Eight years ago, ‘The Inside Man’ murdered four women and left three more in critical condition – all of them with their stomachs slit open and a plastic doll stitched inside.

And then the killer just … disappeared.

Ash Henderson was a Detective Inspector on the initial investigation, but a lot can change in eight years. His family has been destroyed, his career is in tatters, and one of Oldcastle’s most vicious criminals is making sure he spends the rest of his life in prison.

Now a nurse has turned up dead on a patch of waste ground, a plastic doll buried beneath her skin, and it looks as if Ash might finally get a shot at redemption. At earning his freedom.

At revenge.

Venturing once more away from his serial protagonist Logan McRae, A Song for the Dying is the second outing for Ash Henderson.
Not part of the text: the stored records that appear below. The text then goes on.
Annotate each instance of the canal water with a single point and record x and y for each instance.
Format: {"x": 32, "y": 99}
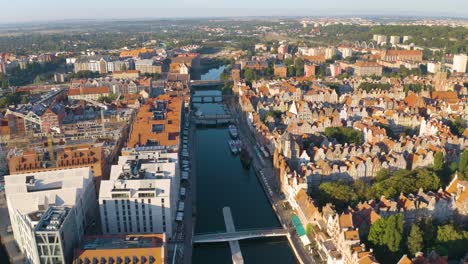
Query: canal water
{"x": 222, "y": 181}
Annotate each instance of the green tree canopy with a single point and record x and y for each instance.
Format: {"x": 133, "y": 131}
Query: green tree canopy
{"x": 438, "y": 161}
{"x": 344, "y": 135}
{"x": 415, "y": 241}
{"x": 386, "y": 235}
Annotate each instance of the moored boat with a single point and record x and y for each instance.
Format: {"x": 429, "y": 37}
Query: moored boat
{"x": 233, "y": 131}
{"x": 233, "y": 147}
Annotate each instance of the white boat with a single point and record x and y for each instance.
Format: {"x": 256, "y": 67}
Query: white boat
{"x": 179, "y": 216}
{"x": 233, "y": 147}
{"x": 238, "y": 145}
{"x": 233, "y": 131}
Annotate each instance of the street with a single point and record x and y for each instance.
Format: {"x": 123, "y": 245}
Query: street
{"x": 7, "y": 239}
{"x": 271, "y": 187}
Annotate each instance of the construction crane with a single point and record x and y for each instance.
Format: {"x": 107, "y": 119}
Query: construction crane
{"x": 98, "y": 104}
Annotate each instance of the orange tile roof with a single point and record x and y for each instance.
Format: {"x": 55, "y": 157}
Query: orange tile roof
{"x": 116, "y": 246}
{"x": 306, "y": 205}
{"x": 351, "y": 235}
{"x": 136, "y": 52}
{"x": 367, "y": 64}
{"x": 346, "y": 220}
{"x": 404, "y": 52}
{"x": 88, "y": 90}
{"x": 405, "y": 260}
{"x": 144, "y": 121}
{"x": 450, "y": 97}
Following on from the tragic events of Birthdays For The Dead, A Song For The Dying opens with Ash in prison and unable to get out, as every time a parole review comes round Mrs Kerrigan, one of Oldcastles most heinous villains, ensures that with the help of the other inmates he stays where he is.

Ash is about as downtrodden a hero as you are likely to find, and hell bent on revenge he’ll bring anyone else down with him, friends and colleagues alike.

What I really enjoy most about the Ash Henderson books is the change in pace from the McRae books. Whilst they are every bit as dark, gritty and down right awful to their protagonist, the usual intricate plots also come with a faster feel that hurtles you along with investigation, ensuring you feel every bit as determined to solve the crime.